How I Keep Healthy & Fit: My day is just 23 hours long

In order to provide compassionate and resilient care to their patients, doctors must prioritise their own physical and emotional well-being. In this weekly column, Swati Sharma talks to specialists in the field to find out how they maintain their own health and fitness. This week, it’s Dr Ravi Andrews, Senior Consultant, Nephrology, Apollo Hospitals

Update: 2024-09-10 18:30 GMT
Most of us will end up using the treadmill at home to dry clothes, as well as dumbbells as paper weights.

“My day is just 23 hours long. One hour is for exercise! You will only be able to exercise regularly if you keep this mantra in mind,” says Dr Ravi Andrews.

Here are some strategies he employs to ensure he manages to find this crucial hour.

“I prefer to exercise in a location close to my workplace — not close to my home — this helps me save travel time,” says the 57-year-old adding the reason behind it. “If your workplace has a gym, go straight there after work. If not, join a gym close to your workplace. This means your gym gear should go with you to work. If you think you will go home, change, and then go to the gym, there is a high likelihood of staying put at home and missing the gym,” he says.

Home gym an absolute no-no

Only highly motivated individuals or those whose livelihood depends on fitness, appearance, or celebrity status can sustain this, says the Dr adding, “Most of us will end up using the treadmill at home to dry clothes, as well as dumbbells as paper weights!”

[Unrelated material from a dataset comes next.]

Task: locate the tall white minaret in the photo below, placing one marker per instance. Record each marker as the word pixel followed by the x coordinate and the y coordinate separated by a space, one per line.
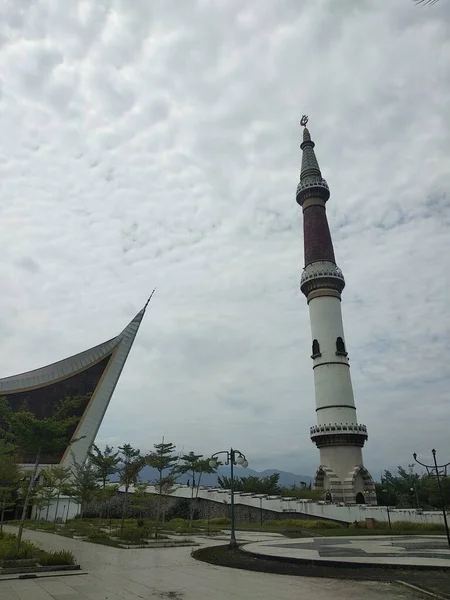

Club gym with another pleasurable activity

He likes to listen to music or watch movie while on the treadmill or exercising. “From a professional perspective, think of all you have worked on that day and plan what you are going to do the next day. While our body is exercising on autopilot, our mind should be active on other important things,” he says.

A balanced diet!

Always remember, one can never outrun a harmful diet. So no matter how much you exercise, if your diet is not appropriate, you will never reach your fitness goals. For him, the ideal diet should have 60% carbohydrates, 30% protein, and 10% fat. “If I am into muscle building, I increase my protein intake to 40-50%. Always take natural protein (animal protein like egg whites, chicken, fish, and meat, or vegetable protein like dals and dairy products). I avoid using protein supplements because they contain creatine and can damage your kidneys, as well as preservatives,” says the reputed Nephrologist. “I always make it a point to reduce intake of the three dangerous whites — salt, sugar, and rice. “Drink at least 12–15 glasses of liquid—mostly water—per day, or 2.5 to 3 litres. And increase by half a liter, if I perspire heavily or have exercised extensively,” he says adding, “During meals, I reserve space for at least 2–3 glasses of water; it makes me eat less and also helps achieve my daily water intake targets.”

KEEP IT SIMPLE

Targeting 4 meals a day or 6 small meals per day is unrealistic and not sustainable. “I keep it simple and do not try food fads like Atkin’s Diet, Keto Diet, Intermittent Fasting Diets, etc.—they are dangerous and unsustainable over the long run,” says the doctor.